İmâm-ı Rabbânı (Radiyallah-u anhu) – 6
İmâm-i Rabbâni (r.a.) nin türbeleri (Serhend)
İmâm-ı Rabbânı (Radiyallah-u anhu) – 6
İmâm-i Rabbâni hazretleri (r.a.), memleketine gelince zahiri ve batını ilim ve nurlarını dünyaya yaymağa, talibleri yetiştirmeye ve yükseltmeye başladı. Şöhreti her yere yayılıp, her taraftan aşıkları, onun ilminden ve feyzinden faydalanmaya geliyordu.
Talebelerine Beydâvi tefsiri, Sahih-i Buhâri, Mişket-i Mesâbih, Avarif-ül-Meârif, Usul-i Pezdevi, Hidâye ve şerhi Mevâkıf gibi bazı din kitaplarını ders olarak mükemmel bir şekilde okuturdu.
Ömrünün son zamanlarında dahi talebelerine ilim tahsilini sıkı sıkı emreder, buna çok önem verirdi.
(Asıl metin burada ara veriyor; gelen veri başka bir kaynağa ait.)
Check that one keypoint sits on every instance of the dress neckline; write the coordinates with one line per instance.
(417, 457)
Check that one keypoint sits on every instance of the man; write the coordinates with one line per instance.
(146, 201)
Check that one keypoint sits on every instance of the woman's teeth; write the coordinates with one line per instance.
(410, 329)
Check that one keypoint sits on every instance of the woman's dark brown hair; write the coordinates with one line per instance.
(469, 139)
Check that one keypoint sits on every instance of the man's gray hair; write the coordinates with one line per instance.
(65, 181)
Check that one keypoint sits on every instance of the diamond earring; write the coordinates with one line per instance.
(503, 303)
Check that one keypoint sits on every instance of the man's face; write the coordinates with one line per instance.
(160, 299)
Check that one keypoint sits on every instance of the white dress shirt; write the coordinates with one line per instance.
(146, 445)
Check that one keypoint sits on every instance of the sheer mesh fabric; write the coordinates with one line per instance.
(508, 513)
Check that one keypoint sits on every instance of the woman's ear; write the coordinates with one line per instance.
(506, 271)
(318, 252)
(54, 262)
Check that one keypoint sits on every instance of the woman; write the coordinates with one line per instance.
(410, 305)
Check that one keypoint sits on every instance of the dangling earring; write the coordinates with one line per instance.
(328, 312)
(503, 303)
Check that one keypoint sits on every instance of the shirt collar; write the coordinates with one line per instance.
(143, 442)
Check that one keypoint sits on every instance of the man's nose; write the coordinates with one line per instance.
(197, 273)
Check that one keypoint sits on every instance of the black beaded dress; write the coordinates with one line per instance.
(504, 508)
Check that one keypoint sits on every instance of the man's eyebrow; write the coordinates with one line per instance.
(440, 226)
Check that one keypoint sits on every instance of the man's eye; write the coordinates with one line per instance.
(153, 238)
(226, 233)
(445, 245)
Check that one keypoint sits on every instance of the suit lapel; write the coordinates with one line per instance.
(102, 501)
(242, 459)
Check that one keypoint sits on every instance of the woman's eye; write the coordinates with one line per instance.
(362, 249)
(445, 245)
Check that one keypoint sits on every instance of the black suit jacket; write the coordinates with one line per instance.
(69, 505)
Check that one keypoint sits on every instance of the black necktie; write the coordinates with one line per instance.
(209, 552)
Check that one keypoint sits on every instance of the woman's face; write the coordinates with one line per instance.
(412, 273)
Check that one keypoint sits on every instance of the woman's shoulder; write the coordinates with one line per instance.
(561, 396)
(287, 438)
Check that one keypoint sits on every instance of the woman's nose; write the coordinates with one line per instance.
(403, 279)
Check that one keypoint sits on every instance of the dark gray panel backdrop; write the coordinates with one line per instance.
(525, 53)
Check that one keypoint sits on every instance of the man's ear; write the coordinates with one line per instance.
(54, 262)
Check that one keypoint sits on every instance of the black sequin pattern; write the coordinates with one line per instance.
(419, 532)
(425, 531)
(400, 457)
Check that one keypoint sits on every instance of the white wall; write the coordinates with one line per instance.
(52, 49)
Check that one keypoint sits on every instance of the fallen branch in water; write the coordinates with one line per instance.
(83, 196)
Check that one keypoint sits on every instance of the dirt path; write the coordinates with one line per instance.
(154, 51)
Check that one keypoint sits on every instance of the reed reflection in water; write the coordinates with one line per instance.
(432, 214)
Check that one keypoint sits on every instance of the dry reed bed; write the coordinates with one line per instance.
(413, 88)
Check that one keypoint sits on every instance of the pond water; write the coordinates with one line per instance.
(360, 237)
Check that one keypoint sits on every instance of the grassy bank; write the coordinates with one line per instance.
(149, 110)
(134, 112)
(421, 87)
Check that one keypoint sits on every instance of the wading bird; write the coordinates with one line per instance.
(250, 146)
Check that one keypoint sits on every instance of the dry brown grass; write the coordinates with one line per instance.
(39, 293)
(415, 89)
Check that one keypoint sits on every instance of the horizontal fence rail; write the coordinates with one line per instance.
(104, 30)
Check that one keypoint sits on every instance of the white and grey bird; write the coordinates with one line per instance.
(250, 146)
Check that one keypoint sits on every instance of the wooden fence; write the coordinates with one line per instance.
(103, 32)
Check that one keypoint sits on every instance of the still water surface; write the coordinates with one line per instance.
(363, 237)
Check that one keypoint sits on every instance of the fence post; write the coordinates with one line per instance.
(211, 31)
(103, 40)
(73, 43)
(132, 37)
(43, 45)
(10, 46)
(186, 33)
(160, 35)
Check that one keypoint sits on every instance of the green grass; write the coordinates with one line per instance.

Harkesin kalbini ilim ve nûr ile dolduruyor, Muhammed Aleyhis selam’ın dinini canlandırıyor ve kuvvetlendiriyordu.
Zamanın padişahlarını, vali, kumanda âlim ve hâkimlerini, çok tesirli mektupları ile, dine, sünnet-i seniyyeye teşvik ediyor, çok âlim ve evliyâ yetiştiriyordu. Allah-ü teâlâ ona o kadar ilm-i bâtın ihsan etmişti ki, kendine mahsus olan ilimleri de cihana yaydı.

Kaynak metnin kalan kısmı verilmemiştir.